I once went to a seminar many years ago that evolved around patient communication. As chiropractors we get excited about bones, spines, ligaments, muscles, and the nervous system etc .What we often fail to acknowledge is when a patient presents to us in pain, there are only three questions that are going through the their mind:

Your suffering from back pain and you need a professional to look at it straight away.

All patients want to know: What’s my problem?, how long is it going to take? and how much is it going to cost?

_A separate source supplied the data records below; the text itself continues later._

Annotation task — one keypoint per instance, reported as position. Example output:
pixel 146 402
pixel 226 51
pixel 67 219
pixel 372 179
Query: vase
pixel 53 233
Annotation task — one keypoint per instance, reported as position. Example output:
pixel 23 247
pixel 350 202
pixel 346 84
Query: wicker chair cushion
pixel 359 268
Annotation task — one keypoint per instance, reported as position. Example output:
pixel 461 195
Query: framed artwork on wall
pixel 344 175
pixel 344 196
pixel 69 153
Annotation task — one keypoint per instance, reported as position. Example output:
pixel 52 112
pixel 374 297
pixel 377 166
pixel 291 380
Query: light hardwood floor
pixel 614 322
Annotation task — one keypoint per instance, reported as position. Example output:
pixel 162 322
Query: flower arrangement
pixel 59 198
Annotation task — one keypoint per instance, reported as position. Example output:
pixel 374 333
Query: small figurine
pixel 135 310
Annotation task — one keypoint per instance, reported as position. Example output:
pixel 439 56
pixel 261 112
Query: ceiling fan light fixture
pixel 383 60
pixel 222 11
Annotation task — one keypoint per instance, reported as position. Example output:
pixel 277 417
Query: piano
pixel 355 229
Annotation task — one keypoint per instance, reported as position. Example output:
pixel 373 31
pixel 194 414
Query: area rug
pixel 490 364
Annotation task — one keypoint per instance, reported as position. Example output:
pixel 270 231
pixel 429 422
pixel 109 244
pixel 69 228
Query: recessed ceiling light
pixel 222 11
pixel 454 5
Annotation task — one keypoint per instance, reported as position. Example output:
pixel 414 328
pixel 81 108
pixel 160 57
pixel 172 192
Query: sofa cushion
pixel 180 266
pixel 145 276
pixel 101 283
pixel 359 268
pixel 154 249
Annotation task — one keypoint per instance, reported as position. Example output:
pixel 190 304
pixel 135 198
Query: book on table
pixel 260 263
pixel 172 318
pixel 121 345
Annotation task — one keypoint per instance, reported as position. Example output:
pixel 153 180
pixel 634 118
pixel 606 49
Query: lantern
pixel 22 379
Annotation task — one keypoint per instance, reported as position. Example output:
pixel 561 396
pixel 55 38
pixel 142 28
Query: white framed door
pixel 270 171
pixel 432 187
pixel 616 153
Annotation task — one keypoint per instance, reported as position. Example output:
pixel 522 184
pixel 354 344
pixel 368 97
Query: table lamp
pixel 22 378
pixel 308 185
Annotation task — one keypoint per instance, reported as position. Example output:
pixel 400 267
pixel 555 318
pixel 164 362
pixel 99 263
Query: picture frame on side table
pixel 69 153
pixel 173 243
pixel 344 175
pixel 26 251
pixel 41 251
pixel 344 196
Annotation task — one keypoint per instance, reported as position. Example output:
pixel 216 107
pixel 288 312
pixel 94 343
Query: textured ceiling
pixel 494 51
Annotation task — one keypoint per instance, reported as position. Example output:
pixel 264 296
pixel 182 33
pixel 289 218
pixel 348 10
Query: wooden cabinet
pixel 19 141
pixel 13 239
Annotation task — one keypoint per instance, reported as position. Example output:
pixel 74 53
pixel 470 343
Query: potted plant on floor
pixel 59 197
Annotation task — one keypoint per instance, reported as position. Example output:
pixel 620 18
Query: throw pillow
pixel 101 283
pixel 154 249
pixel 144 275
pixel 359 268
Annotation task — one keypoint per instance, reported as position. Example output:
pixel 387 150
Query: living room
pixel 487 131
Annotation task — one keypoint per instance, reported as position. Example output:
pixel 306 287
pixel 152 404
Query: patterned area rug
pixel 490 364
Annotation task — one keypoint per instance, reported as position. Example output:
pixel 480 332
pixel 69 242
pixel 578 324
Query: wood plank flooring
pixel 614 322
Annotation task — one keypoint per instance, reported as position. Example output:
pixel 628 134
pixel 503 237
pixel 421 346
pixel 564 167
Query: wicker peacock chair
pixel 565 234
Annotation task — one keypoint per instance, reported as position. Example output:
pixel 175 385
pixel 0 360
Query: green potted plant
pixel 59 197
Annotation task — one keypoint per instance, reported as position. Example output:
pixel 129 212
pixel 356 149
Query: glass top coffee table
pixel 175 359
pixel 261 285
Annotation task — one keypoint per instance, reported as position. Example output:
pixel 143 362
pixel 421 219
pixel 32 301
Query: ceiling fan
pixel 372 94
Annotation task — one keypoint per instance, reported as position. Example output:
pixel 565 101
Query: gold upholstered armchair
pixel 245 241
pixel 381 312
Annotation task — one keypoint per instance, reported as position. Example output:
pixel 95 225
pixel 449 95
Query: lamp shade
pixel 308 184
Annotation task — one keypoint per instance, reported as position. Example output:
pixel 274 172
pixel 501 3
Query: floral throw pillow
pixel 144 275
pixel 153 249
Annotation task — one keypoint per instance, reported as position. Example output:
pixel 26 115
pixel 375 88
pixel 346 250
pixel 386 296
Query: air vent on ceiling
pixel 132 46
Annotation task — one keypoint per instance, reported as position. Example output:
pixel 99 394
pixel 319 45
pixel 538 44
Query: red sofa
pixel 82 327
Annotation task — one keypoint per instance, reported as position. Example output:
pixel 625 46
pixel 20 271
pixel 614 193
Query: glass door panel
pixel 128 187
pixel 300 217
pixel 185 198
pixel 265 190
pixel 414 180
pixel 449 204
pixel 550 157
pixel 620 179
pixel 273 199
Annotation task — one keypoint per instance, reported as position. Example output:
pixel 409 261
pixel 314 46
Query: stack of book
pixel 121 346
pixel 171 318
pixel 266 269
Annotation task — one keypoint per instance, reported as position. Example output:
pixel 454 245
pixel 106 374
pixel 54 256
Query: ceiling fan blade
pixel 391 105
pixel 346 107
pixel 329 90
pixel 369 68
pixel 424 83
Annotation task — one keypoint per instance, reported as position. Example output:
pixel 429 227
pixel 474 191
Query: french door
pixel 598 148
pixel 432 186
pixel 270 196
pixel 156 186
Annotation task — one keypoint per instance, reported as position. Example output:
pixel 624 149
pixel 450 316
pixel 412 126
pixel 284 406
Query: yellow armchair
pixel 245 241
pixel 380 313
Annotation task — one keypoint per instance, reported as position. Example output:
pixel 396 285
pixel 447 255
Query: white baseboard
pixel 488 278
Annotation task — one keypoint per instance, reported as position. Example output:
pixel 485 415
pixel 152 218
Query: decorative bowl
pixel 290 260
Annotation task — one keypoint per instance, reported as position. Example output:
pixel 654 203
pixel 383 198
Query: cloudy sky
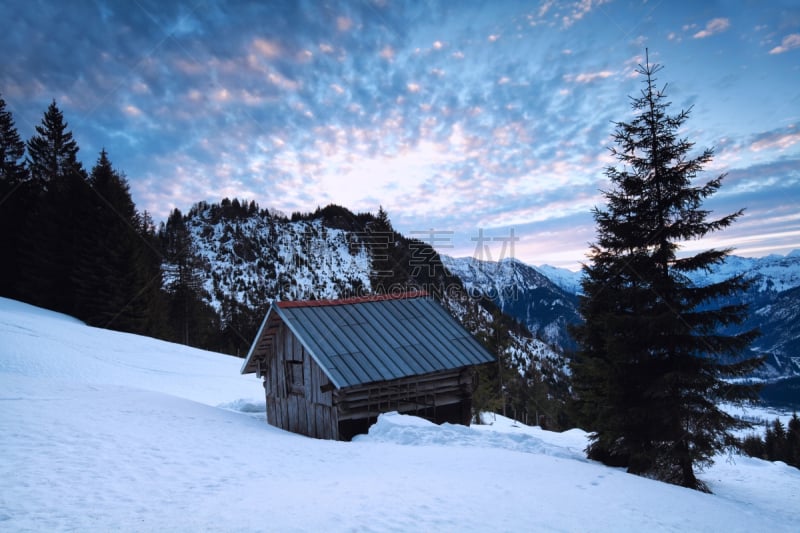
pixel 470 122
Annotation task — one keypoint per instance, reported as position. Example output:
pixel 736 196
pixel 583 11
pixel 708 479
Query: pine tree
pixel 110 285
pixel 652 363
pixel 51 245
pixel 191 320
pixel 16 199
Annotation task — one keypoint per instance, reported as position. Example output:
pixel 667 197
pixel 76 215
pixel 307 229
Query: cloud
pixel 714 26
pixel 789 42
pixel 588 77
pixel 776 140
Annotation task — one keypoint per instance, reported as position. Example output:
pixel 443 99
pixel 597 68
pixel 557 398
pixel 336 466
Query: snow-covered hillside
pixel 104 431
pixel 256 258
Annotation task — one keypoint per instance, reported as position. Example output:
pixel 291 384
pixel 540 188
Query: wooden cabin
pixel 330 367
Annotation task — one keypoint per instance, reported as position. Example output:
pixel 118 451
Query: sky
pixel 482 128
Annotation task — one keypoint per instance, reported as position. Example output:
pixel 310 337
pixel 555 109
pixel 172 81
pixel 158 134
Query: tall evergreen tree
pixel 52 237
pixel 16 198
pixel 52 152
pixel 652 364
pixel 111 289
pixel 192 321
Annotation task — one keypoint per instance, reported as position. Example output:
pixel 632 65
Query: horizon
pixel 479 127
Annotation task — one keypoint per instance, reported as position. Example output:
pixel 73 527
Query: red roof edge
pixel 357 300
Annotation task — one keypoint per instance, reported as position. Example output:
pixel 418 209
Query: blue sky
pixel 470 122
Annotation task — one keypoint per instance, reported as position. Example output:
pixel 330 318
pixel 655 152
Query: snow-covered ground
pixel 104 431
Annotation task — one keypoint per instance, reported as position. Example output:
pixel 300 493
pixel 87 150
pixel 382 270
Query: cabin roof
pixel 373 338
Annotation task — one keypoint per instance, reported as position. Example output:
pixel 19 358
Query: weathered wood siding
pixel 309 410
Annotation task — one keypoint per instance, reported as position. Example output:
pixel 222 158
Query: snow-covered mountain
pixel 258 257
pixel 544 298
pixel 522 292
pixel 107 431
pixel 249 257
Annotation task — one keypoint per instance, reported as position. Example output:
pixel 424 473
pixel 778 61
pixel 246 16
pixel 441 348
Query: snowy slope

  1. What’s my problem (and can you fix it)?
  2. How long is it going to take?
  3. How much is it going to cost?

There is a common urban myth that is always attached to chiropractic care that once you go to see one, then you have to keep going for the rest of your life. This is not the case with the majority of people who walk through the door –some choose to continue with supportive chiropractic care with periodic 6 monthly check ups similar to seeing a dentist.

Back to the question of how many treatments will you need?

How long is a piece of string? To be frank, the average number of treatments in my opinion should be between six and eight over a 3-4 week time frame for most cases of localised joint pain. Pain extending into either the arms or legs from the spine may take on average three to four extra treatments.

Of course there are a range of pre-existing conditions that will affect the total number of treatments and the expected time frames to get better. These include (but are not exclusive), age, bone quality, arthritic joints, diabetes, etc

The bottom line is that you should be made aware of the expected treatment number[s] when you are seen as a new patient and given a report by the chiropractor on your condition. It shouldn’t be a guessing game by either you or the chiropractor how many treatments you will need, or how long it will take to recover.